The good ship SDVoE sets sail

Like two ships on a foggy sea, IT and AV have been aware of each other’s presence for many years. Their courses parallel but converging, they’ve always known that at some point they must meet. Brief messages are sent, the crews wave cheerily to one another, minor navigational corrections are made and collisions avoided. But neither sees the other clearly.

And the two ships are very different. The good ship AV is packed with people we know, old friends and comrades who we can rely on in a tight spot. The motor vessel IT on the other hand has a different crew, they think a little differently, solve problems in different ways – but they have powerful engines and the wind in their sails.

Setting a new course

Down in the engine rooms, and up on the bridge of both vessels, things are changing and a new course is being set. For it’s become clear to all in AV and IT that only collaboration can avoid collision and bring everyone safely home to port.

And so they have joined forces – an armada sailing together under the SDVoE flag. (Software Defined Video over Ethernet). Announced at ISE 2017, this non-profit consortium of fourteen companies has a shared mandate to standardise delivery of AV-over-IP networks. There are industry stalwarts on board; Christie is a founding member as are Sony and ZeeVee. So are the networking specialists Netgear and chipset experts Aquantia and AptoVision.

An end to messy, complicated and expensive

SDVoE recognises that professional AV systems now make demands that exceed the performance, scalability and budgets of standard approaches – and that building an environment where uncompressed AV signals seamlessly transmit over IP is often messy, complicated and expensive. That limits the potential scale, scope and user-experience of what’s possible – and nobody wants that. What everyone does want is a robust standardised platform and the affordable IP network delivery and processing of uncompressed, zero-frame latency, artefact-free 4K@60Hz video content – and that’s what SDVoE aims to do.

Meanwhile, in the engine room

So that’s what’s happening up on the bridge.
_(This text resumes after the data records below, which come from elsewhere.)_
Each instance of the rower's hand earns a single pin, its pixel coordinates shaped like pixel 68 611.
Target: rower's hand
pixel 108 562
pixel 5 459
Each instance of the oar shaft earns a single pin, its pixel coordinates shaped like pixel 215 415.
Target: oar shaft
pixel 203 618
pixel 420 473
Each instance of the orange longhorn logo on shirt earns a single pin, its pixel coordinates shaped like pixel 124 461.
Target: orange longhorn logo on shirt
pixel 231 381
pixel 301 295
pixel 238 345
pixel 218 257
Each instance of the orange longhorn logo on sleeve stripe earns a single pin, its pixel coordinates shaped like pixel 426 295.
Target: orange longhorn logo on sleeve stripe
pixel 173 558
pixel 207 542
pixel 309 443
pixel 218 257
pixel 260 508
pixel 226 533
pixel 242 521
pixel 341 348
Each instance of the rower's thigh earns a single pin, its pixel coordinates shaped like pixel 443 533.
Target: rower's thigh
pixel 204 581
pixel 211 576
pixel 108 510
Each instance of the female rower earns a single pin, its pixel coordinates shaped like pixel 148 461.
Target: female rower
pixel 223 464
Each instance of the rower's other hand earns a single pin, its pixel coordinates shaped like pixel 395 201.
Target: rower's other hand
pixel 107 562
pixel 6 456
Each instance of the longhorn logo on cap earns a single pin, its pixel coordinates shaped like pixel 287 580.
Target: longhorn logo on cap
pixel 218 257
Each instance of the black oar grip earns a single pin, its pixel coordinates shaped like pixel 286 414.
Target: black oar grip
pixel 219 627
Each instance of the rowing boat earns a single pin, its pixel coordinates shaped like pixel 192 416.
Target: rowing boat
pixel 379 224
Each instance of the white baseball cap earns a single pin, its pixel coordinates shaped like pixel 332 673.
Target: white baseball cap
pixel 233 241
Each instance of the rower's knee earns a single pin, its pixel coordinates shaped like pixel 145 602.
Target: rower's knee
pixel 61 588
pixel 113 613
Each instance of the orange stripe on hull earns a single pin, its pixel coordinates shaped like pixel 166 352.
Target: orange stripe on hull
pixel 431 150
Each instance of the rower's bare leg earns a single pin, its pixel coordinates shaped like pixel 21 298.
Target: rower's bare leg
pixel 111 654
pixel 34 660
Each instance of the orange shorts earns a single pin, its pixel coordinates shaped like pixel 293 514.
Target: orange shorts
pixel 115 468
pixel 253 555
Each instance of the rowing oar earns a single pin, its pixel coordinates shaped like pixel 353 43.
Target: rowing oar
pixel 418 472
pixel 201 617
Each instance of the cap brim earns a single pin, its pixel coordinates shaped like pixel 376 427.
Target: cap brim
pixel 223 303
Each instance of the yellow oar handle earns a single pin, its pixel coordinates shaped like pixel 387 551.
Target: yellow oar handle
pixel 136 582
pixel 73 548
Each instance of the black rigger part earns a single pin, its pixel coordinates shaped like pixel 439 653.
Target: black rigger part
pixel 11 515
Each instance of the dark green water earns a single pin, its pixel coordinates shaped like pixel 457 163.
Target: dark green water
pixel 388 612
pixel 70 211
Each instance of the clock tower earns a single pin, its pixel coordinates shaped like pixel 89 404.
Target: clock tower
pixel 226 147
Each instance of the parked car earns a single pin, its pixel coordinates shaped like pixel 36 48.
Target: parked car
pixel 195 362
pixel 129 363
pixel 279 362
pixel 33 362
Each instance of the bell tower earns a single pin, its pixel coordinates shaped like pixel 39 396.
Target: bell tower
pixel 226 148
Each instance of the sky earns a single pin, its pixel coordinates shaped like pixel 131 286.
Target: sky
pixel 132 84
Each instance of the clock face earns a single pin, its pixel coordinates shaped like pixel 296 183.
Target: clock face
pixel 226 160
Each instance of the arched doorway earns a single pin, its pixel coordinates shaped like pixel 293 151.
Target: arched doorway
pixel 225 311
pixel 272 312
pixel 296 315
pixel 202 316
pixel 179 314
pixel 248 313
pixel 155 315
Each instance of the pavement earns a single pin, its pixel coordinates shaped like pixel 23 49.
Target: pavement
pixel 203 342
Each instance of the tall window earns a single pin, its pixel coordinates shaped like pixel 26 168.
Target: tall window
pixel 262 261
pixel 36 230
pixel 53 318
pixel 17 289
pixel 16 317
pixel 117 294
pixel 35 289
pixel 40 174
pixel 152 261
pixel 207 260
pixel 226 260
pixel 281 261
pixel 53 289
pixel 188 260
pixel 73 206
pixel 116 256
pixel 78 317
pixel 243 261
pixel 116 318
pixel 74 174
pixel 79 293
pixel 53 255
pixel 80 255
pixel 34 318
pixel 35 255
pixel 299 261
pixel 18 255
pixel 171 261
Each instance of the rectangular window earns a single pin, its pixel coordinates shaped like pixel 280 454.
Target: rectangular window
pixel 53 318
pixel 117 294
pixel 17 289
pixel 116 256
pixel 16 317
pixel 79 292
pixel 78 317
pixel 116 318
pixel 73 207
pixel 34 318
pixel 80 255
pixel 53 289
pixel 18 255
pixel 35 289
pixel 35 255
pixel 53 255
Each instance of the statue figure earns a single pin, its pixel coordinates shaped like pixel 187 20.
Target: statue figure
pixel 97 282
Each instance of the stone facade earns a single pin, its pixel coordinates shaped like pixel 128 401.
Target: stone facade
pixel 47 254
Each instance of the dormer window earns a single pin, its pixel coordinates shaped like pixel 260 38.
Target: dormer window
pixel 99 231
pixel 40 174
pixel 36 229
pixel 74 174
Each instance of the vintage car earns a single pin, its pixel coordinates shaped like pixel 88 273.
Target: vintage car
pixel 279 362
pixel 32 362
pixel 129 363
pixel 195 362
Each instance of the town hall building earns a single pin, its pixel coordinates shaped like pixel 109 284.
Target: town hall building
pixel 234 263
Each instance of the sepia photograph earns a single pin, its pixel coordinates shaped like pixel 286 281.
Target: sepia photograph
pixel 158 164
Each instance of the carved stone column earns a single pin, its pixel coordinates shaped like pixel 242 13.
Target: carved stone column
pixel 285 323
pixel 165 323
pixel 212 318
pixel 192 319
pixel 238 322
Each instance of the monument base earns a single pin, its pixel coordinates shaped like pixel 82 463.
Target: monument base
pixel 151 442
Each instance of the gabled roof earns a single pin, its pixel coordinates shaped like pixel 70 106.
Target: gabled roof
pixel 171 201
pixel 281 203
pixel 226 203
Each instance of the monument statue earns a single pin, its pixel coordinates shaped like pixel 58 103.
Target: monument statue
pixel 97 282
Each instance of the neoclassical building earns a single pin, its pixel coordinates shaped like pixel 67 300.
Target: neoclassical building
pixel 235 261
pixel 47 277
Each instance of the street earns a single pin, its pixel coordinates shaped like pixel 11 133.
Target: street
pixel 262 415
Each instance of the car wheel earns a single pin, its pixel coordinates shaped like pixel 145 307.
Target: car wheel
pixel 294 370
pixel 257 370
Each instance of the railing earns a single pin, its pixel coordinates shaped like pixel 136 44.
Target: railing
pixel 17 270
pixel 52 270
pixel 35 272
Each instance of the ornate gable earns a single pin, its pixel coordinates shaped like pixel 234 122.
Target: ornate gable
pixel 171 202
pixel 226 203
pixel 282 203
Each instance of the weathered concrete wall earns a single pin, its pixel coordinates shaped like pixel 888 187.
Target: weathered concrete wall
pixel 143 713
The Captains and the Navigators have set their course, but what’s happening down in the engine rooms – where the real work will have to be done?

Well quite a lot actually…

Christie® Terra

Christie have just announced Christie® Terra. Terra allows the transport, processing and control of content over 10G Ethernet networks and is built on that standardised SDVoE technology. It can deliver uncompressed, zero-frame latency, artefact-free 4K@60Hz video over 10G Ethernet. It comes in three parts, a transmitter, a controller and a receiver.
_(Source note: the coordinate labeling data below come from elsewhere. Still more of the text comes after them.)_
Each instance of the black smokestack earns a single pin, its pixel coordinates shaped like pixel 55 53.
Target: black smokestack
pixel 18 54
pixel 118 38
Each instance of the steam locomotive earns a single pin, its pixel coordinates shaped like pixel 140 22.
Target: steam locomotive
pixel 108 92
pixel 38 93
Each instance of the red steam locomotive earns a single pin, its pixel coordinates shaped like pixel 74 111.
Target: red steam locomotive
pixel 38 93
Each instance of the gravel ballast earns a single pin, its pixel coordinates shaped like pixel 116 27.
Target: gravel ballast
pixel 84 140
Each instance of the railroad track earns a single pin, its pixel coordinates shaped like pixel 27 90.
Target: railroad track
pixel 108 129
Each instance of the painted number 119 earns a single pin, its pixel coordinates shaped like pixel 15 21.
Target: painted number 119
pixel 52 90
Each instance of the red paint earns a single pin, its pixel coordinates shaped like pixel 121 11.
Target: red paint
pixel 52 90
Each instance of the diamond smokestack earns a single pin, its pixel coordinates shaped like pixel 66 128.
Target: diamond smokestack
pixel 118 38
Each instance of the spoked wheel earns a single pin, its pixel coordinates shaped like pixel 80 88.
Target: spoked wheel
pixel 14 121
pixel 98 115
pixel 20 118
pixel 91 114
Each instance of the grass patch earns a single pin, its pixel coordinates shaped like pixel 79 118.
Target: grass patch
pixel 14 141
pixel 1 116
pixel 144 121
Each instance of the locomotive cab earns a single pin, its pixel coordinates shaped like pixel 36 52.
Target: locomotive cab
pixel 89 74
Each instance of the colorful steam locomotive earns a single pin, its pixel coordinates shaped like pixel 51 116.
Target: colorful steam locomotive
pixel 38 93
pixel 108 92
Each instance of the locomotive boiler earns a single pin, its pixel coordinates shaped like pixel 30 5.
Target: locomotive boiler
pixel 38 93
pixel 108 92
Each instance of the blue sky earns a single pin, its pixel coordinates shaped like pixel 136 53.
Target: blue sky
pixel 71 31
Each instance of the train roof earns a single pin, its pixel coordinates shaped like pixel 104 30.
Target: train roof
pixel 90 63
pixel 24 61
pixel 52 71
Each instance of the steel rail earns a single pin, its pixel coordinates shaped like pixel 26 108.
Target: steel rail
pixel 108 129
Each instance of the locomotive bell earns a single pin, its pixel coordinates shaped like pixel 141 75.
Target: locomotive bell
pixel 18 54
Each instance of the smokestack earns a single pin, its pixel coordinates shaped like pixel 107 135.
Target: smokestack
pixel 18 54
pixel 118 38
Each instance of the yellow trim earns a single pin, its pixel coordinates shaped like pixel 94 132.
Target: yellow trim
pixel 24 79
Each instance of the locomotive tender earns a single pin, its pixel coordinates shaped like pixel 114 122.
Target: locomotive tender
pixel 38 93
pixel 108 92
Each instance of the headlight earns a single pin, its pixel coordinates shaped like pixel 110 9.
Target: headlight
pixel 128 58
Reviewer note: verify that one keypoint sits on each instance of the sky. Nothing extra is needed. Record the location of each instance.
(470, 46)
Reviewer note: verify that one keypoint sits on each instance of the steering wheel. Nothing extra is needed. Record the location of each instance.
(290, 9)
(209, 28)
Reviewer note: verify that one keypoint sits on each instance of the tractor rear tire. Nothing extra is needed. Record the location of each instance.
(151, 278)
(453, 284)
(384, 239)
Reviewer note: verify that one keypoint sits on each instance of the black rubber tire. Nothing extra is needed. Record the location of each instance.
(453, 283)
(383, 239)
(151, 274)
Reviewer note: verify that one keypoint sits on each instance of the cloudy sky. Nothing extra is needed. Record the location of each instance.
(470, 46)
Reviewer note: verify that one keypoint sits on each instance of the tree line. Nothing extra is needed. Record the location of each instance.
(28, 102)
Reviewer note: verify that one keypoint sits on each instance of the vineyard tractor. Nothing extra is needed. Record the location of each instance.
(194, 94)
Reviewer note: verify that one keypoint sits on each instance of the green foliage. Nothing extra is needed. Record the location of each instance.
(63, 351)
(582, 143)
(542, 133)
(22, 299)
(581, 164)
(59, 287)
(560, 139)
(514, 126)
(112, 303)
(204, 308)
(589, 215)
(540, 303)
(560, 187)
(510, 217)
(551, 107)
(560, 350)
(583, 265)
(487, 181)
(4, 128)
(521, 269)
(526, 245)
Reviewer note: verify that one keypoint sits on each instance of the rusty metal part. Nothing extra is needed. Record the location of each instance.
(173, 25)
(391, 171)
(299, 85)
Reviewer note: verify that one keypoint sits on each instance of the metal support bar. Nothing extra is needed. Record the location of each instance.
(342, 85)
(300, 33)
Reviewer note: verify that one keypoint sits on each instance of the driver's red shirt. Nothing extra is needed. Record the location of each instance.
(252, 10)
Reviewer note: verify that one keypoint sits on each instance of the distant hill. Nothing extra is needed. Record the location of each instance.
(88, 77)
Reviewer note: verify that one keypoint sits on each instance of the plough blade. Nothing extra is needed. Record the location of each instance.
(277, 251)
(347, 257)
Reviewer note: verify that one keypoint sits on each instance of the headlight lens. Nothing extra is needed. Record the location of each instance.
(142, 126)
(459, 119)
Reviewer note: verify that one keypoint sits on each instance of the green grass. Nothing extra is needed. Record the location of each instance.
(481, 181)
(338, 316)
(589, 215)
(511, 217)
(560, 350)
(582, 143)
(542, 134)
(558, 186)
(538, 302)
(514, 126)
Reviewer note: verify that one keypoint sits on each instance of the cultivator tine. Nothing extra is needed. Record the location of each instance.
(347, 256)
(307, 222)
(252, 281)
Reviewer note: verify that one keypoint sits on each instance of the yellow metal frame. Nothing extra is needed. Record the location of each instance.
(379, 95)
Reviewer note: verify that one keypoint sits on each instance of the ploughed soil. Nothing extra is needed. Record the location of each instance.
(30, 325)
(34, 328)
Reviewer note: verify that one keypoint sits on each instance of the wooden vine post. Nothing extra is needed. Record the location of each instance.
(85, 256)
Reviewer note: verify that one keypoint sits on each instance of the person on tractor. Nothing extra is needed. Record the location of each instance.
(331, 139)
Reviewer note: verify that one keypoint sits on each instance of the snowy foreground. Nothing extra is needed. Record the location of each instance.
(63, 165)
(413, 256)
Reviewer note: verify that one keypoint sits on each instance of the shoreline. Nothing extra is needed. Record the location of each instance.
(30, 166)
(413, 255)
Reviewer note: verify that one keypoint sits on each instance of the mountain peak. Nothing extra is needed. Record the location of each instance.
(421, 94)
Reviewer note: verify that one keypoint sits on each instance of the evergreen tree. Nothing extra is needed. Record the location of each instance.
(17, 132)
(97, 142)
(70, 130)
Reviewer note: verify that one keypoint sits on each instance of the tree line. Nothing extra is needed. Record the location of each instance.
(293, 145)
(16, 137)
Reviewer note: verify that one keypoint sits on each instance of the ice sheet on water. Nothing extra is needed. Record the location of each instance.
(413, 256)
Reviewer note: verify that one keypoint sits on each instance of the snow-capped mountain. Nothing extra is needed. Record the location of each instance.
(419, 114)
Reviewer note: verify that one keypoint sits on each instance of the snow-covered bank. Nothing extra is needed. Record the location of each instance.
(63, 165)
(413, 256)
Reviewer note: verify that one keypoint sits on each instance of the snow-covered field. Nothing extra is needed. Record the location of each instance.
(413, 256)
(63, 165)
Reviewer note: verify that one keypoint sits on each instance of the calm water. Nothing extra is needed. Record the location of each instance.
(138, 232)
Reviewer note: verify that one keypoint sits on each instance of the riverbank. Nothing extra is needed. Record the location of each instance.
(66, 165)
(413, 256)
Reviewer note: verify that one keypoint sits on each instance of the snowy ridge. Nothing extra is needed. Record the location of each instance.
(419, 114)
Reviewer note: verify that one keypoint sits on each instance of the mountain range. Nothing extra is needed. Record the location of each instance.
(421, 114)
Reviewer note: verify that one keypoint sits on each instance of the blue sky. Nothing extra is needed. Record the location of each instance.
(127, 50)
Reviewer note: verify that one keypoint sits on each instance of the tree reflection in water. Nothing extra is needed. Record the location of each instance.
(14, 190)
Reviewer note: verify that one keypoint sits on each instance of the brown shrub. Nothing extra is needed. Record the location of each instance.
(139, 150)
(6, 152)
The Transmitter processes the audiovisual sources and control signals and accepts multiple content and control connections that include HDMI 2.0, USB, HDCP 2.2, DisplayPort 1.2, serial RS-232, and EDID. It needs no additional devices to process signals.

The Receiver then relays that uncompressed audiovisual data and control to displays and other devices. There’s full-signal management and processing, magnification, downscaling, KVM, PiP, image compositing and multi-viewer applications. All you need for high quality, onscreen experiences on both large format and standard displays and all over IP.
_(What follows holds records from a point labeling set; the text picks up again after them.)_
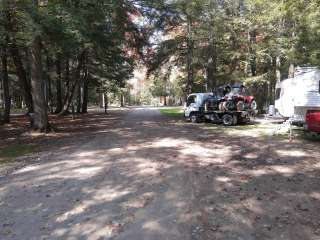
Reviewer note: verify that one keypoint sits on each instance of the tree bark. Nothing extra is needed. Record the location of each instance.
(40, 117)
(76, 80)
(5, 81)
(79, 97)
(252, 53)
(189, 58)
(212, 62)
(58, 86)
(85, 94)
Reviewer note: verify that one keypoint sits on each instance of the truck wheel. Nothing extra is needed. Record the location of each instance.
(227, 120)
(235, 120)
(194, 118)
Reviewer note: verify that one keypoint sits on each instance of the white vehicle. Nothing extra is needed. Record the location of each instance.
(295, 96)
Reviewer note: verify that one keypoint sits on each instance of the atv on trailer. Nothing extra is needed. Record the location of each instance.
(214, 108)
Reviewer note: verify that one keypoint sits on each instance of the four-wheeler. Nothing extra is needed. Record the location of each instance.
(232, 108)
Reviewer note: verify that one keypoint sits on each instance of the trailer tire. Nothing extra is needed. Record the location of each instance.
(194, 118)
(227, 119)
(235, 120)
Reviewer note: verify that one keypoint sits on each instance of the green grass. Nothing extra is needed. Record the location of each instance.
(172, 112)
(10, 153)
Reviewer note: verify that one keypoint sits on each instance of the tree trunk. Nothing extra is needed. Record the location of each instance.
(5, 81)
(49, 85)
(22, 76)
(85, 94)
(252, 53)
(17, 59)
(79, 97)
(190, 59)
(212, 63)
(121, 99)
(58, 86)
(67, 82)
(40, 118)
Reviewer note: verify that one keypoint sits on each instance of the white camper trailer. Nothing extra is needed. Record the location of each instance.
(294, 96)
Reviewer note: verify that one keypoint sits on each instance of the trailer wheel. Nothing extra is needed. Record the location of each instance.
(235, 120)
(194, 118)
(227, 119)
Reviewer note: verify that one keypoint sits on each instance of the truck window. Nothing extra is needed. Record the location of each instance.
(191, 99)
(278, 92)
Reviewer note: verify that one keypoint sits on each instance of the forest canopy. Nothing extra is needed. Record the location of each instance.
(58, 54)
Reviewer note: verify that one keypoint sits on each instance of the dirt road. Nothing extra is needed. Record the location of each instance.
(141, 175)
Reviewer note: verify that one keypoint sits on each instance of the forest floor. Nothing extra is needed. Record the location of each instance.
(136, 174)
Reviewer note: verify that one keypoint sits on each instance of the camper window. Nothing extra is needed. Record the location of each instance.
(278, 92)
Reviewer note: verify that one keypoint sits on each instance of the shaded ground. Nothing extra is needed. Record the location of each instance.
(140, 175)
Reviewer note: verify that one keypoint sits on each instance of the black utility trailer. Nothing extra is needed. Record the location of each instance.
(227, 118)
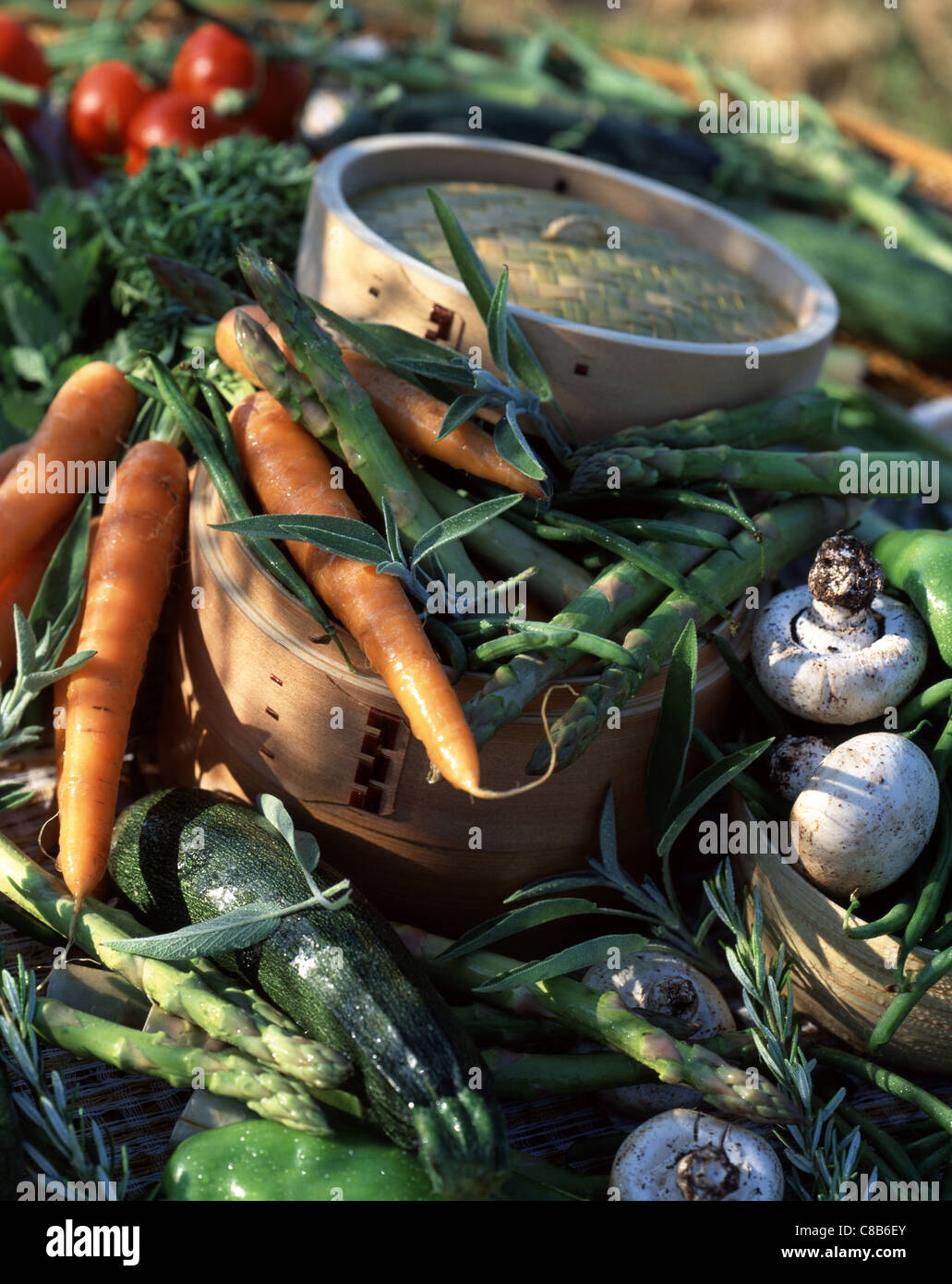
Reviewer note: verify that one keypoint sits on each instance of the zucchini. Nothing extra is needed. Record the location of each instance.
(185, 855)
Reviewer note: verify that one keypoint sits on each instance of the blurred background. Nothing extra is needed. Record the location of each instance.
(892, 65)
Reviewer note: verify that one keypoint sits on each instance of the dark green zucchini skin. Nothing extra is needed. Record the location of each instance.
(187, 855)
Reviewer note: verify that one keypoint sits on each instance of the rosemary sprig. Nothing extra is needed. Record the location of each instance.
(69, 1146)
(819, 1155)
Then there’s the Christie Terra Controller. This gives complete, secure operational control and management of SDVoE systems using a web-based programming interface, that’s easy to learn and use.

Plain sailing?

And other members of the SDVoE Alliance have been just as busy – so don’t be surprised by a slew of new product announcements from them in the coming months.

This means is that AV’s cargo of transmitters, receivers and controllers, and IT’s consignment of 10G Ethernet switches will soon replace everything. All those matrix switches, those cables of different flavours, those encoders, transcoders and decoders, processors and extenders. Everything that previously impeded easy navigation will become so much flotsam and jetsam.

Indeed, it seems that the mists are at last clearing and that the long-promised convergence of IT and AV now has a clear course. The navigational charts are no longer marked ‘Beware – Here Be Monsters’.